Pertanto, anche piccolissime aziende B2B – che trattano esclusivamente i dati di contatto dei clienti e i dati dei dipendenti nella gestione del rapporto di lavoro – devono adottare i registri.

Ma quali informazioni devono contenere i registri?

 

IL REGISTRO DEL TITOLARE DEL TRATTAMENTO

La gestione del registro è responsabilità del titolare del trattamento e, se applicabile, del suo rappresentante, inoltre deve necessariamente contenere:

  1. il nome e i dati di contatto del titolare del trattamento e, ove applicabile, del co-titolare del trattamento, del rappresentante del titolare del trattamento e del responsabile della protezione dei dati;
  2. le finalità del trattamento;
  3. una descrizione delle categorie di interessati e delle categorie di dati personali;
  4. le categorie di destinatari a cui i dati personali sono stati o saranno comunicati, compresi i destinatari di paesi terzi od organizzazioni internazionali;
  5. ove applicabile, i trasferimenti di dati personali verso un paese terzo o un’organizzazione internazionale, compresa l’identificazione del paese terzo o dell’organizzazione internazionale e, per i trasferimenti di cui al secondo comma dell’articolo 49 del regolamento, la documentazione delle garanzie adeguate.
  6. ove possibile, i termini ultimi previsti per la cancellazione delle diverse categorie di dati;
  7. ove possibile, una descrizione generale delle misure di sicurezza tecniche e organizzative di cui all’articolo 32, paragrafo 1 del regolamento.

 

IL REGISTRO DEL RESPONSABILE DEL TRATTAMENTO

Il responsabile del trattamento e, ove applicabile, il suo rappresentante sono obbligati alla tenuta di un registro di tutte le categorie di attività relative al trattamento svolte per conto di un titolare del trattamento, contenente:

  1. il nome e i dati di contatto del responsabile o dei responsabili del trattamento, di ogni titolare del trattamento per conto del quale agisce il responsabile del trattamento, del rappresentante del titolare del trattamento o del responsabile del trattamento e, ove applicabile, del responsabile della protezione dei dati;
  2. le categorie dei trattamenti effettuati per conto di ogni titolare del trattamento;
  3. ove applicabile, i trasferimenti di dati personali verso un paese terzo o un’organizzazione internazionale, compresa l’identificazione del paese terzo o dell’organizzazione internazionale e, per i trasferimenti di cui al secondo comma dell’articolo 49 del regolamento, la documentazione delle garanzie adeguate;
  4. ove possibile, una descrizione generale delle misure di sicurezza tecniche e organizzative di cui all’articolo 32, paragrafo 1 del regolamento.

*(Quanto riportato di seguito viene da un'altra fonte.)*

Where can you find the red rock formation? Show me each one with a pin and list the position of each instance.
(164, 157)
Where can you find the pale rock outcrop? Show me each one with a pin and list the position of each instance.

Entrambi i registri devono essere redatti e costantemente aggiornati in forma scritta o in alternativa in formato elettronico recando non solo la data di istituzione ma anche dell’ultimo aggiornamento, cosicché possano essere visionati su richiesta dell’autorità di controllo, ovvero il Garante per la Protezione dei Dati Personali. Per venire incontro alle PMI, il Garante ha previsto versioni semplificate del registro del titolare e del responsabile del trattamento.